His air brakes and other railroad signal and safety inventions made rail transport faster, safer, and more efficient.

George Westinghouse was a prolific inventor. In his lifetime he had over 360 patents to his credit. He is best known for his invention in 1868 of an air brake for railway trains. This invention went through several incarnations and modifications, but it was a revolutionary invention for railways as it allowed trains to travel at higher speeds more safely. This increased the efficiency of rail transport, but made scheduling, signaling, and switching more important. Many of his later inventions addressed these issues, and continued to increase the speed, efficiency, and safety of rail transportation.

Later in his life he became associated with the Nikola Tesla whose revolutionary electrical inventions could almost be said to make him the James Watt of his century. Tesla’s experiments with AC current led to Westinghouse’s ability to contract for and build a hydroelectric power station at Niagara Falls to power the city of Buffalo in his native state of New York. He is also famous as an early industrialist important in the development of Pittsburgh, Pennsylvania as an industrial center. He was involved in multiple international ventures as well, and built a huge empire of manufacturing and other companies.

He is primarily responsible for winning the battle against Thomas Edison to make AC power rather than DC the primary type of electric current used in America. His demonstrations at the Chicago Exposition, and his Niagara Falls generating station were proof that AC could be generated and conducted over long distance more effectively and cheaply than the DC power which Edison favored. Edison pointed to the use of AC as the lethal force for New York’s new electric chair, and questioned its safety. With Westinghouse’s transformers, AC would eventually win the battle, and overcome safety concerns to become the type of electricity used in an ever expanding power grid which would revolutionize how Americans would live their lives.

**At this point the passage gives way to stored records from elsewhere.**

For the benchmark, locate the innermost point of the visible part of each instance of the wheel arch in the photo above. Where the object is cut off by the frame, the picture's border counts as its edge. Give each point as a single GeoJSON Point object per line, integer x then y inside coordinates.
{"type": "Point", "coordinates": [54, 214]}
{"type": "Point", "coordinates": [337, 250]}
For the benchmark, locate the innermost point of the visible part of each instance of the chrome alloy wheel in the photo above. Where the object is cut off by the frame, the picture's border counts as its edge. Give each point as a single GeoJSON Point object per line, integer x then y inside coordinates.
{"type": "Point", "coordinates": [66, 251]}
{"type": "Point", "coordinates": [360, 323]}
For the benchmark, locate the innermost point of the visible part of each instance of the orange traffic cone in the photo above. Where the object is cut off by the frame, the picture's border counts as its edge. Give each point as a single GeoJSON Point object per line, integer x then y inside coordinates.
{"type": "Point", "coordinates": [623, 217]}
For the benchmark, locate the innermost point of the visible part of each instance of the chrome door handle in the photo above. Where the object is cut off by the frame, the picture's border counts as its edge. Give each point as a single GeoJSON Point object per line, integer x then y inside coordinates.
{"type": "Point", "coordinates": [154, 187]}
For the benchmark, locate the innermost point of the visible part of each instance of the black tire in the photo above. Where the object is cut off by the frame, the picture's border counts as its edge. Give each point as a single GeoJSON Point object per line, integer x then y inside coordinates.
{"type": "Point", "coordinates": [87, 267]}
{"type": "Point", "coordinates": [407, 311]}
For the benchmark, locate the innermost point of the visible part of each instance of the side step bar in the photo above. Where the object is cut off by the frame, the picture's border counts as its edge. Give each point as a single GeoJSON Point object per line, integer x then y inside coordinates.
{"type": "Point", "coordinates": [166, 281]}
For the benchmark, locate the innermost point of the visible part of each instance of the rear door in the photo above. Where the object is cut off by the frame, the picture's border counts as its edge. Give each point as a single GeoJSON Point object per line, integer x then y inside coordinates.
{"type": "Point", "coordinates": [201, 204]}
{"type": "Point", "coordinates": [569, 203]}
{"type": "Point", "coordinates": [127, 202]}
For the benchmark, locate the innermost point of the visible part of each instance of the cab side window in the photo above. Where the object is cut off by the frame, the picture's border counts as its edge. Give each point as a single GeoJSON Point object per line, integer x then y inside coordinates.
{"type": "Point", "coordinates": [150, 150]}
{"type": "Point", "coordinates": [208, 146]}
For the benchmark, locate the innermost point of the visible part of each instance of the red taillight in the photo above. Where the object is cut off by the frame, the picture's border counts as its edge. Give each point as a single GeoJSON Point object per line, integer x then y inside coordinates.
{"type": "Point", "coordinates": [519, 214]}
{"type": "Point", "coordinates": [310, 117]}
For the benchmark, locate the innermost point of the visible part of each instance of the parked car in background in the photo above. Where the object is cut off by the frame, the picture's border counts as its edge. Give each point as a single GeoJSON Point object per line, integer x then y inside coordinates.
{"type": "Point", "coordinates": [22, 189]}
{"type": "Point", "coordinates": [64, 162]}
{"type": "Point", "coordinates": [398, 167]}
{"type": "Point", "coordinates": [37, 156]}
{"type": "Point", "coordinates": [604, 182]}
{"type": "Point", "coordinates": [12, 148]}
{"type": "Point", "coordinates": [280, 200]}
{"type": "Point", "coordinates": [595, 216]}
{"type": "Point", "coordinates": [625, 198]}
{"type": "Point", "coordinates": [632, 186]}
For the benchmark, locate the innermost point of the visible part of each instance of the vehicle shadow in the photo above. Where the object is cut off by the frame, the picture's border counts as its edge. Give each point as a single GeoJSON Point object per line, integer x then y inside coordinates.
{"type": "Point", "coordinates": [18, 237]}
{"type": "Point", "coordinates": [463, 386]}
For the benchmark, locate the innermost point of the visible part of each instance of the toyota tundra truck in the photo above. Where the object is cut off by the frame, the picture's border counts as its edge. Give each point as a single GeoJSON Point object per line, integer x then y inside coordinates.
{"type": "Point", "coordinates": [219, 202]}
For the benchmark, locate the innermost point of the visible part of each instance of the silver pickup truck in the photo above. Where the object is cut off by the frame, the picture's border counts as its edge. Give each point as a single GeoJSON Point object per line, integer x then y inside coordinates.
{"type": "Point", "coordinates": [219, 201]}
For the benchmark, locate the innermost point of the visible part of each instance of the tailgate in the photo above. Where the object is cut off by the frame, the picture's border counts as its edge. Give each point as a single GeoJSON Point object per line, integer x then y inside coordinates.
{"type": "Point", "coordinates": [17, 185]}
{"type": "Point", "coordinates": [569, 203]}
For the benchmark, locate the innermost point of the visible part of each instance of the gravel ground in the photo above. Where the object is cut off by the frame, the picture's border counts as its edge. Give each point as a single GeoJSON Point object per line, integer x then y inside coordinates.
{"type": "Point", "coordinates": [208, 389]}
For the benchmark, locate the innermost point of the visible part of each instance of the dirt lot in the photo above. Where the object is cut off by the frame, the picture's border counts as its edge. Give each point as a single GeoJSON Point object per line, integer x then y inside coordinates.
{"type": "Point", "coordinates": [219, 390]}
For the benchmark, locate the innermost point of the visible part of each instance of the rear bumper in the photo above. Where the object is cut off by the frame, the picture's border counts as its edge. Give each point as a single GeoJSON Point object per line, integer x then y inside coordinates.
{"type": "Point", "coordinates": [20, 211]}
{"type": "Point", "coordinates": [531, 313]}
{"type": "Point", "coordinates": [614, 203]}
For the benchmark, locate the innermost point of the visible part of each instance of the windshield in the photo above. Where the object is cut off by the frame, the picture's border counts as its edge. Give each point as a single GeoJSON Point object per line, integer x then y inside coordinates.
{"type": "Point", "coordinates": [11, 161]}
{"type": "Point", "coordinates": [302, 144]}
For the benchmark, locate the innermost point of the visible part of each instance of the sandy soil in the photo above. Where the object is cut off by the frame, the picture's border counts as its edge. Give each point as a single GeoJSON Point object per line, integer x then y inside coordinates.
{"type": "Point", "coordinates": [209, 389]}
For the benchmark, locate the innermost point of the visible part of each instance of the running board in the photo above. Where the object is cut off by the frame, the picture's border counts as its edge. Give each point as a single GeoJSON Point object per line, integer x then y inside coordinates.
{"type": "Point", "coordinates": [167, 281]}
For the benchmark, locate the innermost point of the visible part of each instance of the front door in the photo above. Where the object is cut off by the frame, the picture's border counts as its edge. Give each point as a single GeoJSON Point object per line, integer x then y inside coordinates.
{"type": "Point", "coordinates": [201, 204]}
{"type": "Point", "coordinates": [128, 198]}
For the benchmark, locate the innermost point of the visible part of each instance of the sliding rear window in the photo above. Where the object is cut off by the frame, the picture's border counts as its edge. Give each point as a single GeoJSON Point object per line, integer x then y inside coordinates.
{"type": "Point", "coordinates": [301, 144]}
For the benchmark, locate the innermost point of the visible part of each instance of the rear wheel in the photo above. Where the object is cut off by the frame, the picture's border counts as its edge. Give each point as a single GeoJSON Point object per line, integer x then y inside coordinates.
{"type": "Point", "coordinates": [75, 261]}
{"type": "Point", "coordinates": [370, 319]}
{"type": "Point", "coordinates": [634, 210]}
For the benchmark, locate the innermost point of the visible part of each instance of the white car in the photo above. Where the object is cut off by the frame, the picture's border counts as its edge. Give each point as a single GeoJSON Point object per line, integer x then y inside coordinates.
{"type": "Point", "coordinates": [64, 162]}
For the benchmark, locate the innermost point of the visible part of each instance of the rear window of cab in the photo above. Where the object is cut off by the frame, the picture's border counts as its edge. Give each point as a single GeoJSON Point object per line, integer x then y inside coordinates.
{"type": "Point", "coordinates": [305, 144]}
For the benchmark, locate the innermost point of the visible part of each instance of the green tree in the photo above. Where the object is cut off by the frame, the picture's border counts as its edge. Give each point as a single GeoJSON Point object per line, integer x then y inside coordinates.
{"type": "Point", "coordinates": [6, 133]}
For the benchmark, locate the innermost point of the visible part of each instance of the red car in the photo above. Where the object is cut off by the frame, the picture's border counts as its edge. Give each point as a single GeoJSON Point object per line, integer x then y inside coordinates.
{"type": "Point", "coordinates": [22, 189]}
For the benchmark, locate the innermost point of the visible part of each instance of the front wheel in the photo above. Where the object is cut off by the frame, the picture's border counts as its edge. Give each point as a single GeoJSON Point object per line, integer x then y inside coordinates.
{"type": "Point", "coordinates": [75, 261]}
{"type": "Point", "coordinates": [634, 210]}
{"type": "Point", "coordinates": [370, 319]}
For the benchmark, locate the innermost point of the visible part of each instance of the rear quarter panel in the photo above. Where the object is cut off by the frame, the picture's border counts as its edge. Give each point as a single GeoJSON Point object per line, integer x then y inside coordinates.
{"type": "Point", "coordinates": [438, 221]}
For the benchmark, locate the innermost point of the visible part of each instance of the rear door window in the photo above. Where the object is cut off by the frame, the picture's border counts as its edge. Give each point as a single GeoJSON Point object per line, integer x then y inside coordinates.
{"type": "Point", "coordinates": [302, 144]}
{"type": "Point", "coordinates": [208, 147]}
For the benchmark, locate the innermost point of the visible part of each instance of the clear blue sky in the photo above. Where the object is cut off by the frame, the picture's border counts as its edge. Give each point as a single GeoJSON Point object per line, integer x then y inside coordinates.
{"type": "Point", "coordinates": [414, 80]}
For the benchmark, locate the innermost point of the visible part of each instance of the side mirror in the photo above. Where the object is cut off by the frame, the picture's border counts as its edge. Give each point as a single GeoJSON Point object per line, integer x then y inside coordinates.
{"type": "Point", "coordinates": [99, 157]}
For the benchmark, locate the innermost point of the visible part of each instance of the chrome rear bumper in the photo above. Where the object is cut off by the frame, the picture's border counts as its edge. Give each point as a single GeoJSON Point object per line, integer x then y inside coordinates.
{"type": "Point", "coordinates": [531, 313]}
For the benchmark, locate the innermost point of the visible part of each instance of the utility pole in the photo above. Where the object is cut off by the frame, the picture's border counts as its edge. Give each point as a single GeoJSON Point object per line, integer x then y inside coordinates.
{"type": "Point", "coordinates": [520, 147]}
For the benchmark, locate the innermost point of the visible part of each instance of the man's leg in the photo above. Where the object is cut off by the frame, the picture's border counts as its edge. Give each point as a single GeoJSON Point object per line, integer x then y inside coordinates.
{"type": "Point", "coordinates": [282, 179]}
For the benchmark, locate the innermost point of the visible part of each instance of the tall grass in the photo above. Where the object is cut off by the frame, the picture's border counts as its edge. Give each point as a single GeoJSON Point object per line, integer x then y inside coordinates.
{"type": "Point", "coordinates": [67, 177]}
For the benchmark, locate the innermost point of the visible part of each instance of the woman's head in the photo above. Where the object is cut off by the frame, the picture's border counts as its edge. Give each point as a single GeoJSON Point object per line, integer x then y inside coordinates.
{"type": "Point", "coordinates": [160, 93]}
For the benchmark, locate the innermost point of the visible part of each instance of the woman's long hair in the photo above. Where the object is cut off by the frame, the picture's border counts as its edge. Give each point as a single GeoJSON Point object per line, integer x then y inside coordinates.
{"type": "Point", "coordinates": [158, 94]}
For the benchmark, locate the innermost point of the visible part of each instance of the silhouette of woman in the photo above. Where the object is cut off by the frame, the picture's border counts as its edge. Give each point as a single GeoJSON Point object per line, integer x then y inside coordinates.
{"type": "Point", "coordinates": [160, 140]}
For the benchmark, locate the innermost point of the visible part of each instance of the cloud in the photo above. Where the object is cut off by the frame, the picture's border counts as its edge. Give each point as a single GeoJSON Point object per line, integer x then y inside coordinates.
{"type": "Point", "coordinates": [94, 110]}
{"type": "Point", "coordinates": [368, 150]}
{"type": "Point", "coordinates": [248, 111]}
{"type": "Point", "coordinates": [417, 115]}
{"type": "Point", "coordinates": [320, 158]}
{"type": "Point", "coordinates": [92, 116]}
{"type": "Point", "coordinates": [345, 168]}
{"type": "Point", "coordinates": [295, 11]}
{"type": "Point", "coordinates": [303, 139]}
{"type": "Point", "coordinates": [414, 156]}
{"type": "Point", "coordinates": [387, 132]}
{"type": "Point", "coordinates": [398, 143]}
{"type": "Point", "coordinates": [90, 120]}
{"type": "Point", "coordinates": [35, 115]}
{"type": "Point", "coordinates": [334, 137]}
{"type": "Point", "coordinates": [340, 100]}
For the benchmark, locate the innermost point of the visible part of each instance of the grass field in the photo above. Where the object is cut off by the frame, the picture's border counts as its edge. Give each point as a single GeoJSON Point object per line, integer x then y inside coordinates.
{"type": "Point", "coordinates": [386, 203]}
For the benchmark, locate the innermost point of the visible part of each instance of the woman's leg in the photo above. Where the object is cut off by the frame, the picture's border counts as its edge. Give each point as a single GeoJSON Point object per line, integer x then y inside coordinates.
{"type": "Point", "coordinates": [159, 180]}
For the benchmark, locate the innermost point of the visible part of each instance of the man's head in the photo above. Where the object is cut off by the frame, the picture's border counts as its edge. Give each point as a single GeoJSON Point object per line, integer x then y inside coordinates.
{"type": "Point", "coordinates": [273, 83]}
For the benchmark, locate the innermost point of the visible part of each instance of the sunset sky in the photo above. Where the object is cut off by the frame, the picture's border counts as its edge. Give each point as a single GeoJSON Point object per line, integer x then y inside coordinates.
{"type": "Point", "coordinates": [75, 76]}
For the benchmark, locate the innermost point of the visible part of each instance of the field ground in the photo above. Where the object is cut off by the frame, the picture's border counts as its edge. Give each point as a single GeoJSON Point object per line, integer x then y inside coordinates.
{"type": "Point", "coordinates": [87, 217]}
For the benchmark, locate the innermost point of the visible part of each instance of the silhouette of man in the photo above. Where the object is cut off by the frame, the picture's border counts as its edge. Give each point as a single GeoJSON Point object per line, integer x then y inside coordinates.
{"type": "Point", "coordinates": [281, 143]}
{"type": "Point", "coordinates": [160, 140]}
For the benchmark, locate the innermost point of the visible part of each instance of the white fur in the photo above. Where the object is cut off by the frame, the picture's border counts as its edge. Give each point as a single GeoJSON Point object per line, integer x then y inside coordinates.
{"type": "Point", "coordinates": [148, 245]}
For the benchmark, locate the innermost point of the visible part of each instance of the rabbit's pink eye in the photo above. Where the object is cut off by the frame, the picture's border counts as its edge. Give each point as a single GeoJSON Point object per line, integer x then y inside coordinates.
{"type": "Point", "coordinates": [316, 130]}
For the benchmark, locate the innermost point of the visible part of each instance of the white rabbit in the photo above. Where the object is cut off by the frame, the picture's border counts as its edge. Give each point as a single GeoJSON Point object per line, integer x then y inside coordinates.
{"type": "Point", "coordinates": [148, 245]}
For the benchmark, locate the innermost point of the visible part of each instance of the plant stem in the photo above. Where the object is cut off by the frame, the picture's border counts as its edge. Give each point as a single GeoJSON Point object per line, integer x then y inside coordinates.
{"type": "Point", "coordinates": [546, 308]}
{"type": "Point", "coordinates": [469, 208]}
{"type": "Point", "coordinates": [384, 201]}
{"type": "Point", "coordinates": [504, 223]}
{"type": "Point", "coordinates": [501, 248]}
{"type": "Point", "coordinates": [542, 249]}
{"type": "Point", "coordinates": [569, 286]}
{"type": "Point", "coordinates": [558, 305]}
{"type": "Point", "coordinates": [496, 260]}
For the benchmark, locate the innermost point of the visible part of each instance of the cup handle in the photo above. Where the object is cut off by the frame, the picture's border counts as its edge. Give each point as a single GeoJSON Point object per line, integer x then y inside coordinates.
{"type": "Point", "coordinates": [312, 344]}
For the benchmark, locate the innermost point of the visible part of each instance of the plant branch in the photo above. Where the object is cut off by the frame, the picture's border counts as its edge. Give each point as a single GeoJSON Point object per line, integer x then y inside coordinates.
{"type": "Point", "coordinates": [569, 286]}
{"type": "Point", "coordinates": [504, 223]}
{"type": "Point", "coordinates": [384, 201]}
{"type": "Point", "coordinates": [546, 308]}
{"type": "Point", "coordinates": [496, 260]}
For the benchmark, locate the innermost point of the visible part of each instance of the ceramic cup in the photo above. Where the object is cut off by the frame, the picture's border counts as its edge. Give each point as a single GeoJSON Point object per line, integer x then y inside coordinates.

Westinghouse lost control of most of his companies after the financial panic of 1907, and his time as a major industrial figure was over. He spent most of his last years in government positions, but did find time in 1910 to patent his last major invention, a compressed air shock absorber for automobiles. The great inventor died in 1914 of natural causes. Railways, electric lights, AC power grids, electric generators, transformers. and much more received contributions from his personal genius for invention. Every American of the twentieth century has known his name, although in many cases the companies using his name were no longer under the control the Westinghouse family.